The art cover, a continuation of the 9th album’s Night, was a black sky that the singer had painted himself, but this time, it was different in that it was studded with colorful, beautiful stars.
Hannah, filled with emotion, carefully opened the album and checked the various planet photos along with the lyric booklet.

<The Shape of the Universe>.”

Hannah’s eyes lit up as she read the title scrawled on the CD out loud and then looked up.

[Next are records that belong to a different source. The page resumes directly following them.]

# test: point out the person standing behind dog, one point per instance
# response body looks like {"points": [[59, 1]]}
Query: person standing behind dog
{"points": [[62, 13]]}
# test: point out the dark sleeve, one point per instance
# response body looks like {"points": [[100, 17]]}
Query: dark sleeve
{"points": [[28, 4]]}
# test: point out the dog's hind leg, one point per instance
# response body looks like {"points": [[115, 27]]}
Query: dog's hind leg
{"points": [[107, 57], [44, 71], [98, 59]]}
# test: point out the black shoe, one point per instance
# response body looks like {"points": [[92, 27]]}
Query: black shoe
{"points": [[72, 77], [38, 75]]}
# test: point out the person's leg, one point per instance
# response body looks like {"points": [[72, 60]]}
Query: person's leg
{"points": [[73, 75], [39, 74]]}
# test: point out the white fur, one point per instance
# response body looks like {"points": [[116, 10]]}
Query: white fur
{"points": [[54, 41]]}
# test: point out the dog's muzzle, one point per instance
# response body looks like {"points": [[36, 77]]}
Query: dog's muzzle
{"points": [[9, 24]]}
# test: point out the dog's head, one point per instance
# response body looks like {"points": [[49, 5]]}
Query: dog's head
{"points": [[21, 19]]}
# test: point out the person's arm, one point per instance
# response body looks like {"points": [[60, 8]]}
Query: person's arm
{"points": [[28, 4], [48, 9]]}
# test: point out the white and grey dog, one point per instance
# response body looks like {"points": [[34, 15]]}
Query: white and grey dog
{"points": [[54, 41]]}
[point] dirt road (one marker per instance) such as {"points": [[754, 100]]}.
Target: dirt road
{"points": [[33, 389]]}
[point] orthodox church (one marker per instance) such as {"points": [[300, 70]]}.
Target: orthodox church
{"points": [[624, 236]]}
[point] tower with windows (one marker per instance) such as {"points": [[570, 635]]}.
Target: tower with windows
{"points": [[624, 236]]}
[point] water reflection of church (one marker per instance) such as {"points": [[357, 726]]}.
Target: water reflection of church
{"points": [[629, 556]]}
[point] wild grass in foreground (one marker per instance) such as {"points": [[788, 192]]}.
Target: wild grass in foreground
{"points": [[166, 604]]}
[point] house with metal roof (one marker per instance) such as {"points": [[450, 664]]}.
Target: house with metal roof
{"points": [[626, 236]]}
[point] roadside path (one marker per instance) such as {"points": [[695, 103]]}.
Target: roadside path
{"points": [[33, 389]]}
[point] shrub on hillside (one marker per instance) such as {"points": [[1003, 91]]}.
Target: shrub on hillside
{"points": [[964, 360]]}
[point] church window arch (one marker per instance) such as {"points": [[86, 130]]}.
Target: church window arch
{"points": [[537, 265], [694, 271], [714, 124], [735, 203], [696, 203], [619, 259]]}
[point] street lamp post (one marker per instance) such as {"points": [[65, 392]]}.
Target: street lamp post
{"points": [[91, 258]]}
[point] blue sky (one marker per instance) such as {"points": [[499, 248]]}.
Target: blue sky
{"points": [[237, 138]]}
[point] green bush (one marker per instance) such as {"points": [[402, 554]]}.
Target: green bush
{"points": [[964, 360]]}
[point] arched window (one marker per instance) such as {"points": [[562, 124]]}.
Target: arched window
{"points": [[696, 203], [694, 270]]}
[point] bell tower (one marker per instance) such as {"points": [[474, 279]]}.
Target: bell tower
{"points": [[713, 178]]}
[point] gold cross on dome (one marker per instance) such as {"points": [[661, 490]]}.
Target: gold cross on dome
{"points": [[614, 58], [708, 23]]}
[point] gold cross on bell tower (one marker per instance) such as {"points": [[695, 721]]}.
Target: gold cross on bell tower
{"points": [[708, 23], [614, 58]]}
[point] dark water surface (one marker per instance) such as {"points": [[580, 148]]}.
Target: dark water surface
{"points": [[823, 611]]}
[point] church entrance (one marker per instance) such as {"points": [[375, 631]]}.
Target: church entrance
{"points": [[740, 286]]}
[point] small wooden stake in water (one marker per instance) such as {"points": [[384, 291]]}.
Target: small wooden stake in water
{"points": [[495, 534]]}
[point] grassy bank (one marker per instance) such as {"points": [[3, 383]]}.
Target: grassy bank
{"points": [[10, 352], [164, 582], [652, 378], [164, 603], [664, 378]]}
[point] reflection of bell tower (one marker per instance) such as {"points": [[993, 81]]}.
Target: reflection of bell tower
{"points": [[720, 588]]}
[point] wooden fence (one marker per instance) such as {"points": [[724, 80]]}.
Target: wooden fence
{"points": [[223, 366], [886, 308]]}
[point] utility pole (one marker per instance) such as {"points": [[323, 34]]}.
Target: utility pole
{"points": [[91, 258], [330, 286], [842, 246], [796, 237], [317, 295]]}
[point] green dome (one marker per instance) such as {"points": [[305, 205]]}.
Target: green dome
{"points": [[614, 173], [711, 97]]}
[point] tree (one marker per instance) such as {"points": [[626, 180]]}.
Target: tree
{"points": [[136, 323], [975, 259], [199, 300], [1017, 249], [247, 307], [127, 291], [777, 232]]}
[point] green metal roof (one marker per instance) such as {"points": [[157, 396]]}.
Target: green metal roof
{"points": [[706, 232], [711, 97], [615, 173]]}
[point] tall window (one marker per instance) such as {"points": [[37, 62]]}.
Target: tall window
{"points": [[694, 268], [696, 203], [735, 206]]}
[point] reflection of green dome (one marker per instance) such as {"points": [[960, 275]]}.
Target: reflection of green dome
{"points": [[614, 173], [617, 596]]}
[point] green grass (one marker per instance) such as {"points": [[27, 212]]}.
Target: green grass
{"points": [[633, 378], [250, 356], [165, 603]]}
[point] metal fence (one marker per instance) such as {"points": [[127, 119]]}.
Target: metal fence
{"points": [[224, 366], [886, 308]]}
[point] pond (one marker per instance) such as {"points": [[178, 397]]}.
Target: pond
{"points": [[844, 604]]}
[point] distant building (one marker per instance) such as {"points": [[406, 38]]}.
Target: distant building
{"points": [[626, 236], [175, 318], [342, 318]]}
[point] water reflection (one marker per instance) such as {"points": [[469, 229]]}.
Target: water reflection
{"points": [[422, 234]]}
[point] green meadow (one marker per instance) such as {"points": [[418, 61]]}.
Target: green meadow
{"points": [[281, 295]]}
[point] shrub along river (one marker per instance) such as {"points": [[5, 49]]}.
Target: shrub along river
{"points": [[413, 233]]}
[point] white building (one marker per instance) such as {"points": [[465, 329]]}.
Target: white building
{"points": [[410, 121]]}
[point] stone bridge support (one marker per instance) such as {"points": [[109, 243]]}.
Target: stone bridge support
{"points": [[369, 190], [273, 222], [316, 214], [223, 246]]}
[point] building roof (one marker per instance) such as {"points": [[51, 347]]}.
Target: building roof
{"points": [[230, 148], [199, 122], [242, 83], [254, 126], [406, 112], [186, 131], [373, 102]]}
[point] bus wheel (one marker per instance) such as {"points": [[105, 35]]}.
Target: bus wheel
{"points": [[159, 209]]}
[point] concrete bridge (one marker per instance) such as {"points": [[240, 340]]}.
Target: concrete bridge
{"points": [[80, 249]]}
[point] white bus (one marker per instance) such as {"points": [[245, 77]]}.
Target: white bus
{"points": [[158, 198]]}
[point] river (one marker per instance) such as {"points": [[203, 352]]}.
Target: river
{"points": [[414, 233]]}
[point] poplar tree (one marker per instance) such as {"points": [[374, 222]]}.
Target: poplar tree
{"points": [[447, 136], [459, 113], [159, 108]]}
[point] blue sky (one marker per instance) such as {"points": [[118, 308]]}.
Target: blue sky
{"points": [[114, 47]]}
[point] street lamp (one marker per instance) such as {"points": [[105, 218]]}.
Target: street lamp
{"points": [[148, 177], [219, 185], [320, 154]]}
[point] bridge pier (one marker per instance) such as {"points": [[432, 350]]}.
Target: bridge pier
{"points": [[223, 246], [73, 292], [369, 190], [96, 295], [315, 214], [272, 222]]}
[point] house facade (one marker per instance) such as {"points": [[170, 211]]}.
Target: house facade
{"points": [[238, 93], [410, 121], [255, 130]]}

“How’s the song? Have you heard it?”

Zakar, who was fully appreciating her unusually flushed face, raised an eyebrow and picked up the remote control as if to say he could just do it now.
The reason she didn’t stop him, even though she knew what he was going to do, was because she had already paid the reception to let her know about any news on the Abaddon, just in case she missed the news.
When the screen turned on, stimulating sounds, as if coming out of the water, pierced her eardrums.
Zakar searched for the music, passing by news of a flood, the cries of the displaced, and an analysis that global warming could no longer be slowed down even with carbon capture technology.
Her heart pounded with an unknown emotion for the first time in a long time.
She remembered the music she had heard at the facility when she was young.
The first time she had properly encountered music was when she was eleven.
Among the relief supplies sent from the Free Zone for common language education, there was a CD player with Kieran Jaxx’s 1st album in it.
At that time, she thought.
A human who can create such a beautifully decaying sound is truly amazing.
To draw something like this.
To write something like this.
To-

As the first track played, Hannah reflexively held her breath.
A black black hole filled the screen.
A mysterious and grand melody, as if in space, following the orbit of a star, flashed and then receded repeatedly.
Accordingly, in the dim space, colorful lights brushed past their features, casting long and short shadows.
Finally, Hannah’s lips quietly parted.

“It sounds like an alien.”

“He is an alien.”

A ridiculous laugh burst out at the answer of the man leaning against the table next to her.
Ah, that was true.
If anything, they were the aliens.
As she looked back at the only human from the same world, she saw a smile on the lips of the man who was taking down a cigarette.
‘Ah, am I smiling like that now?’
As her gaze was fixed as if stolen, the smile slowly faded from the man’s mouth.
Time is sharply honed, and dots of it brush past her skin.
She could feel the strong eyes as clearly as if a fire had been brought to her skin.
The waves that flow through the darkness have such power.
The power to change the surrounding air.
Seeping through the cracked and shaking gaps, collapsing from within.
The moment their gazes, which had traveled up from their lips, met, the phone on the wall rang loudly.
The expressions of the two people changed completely.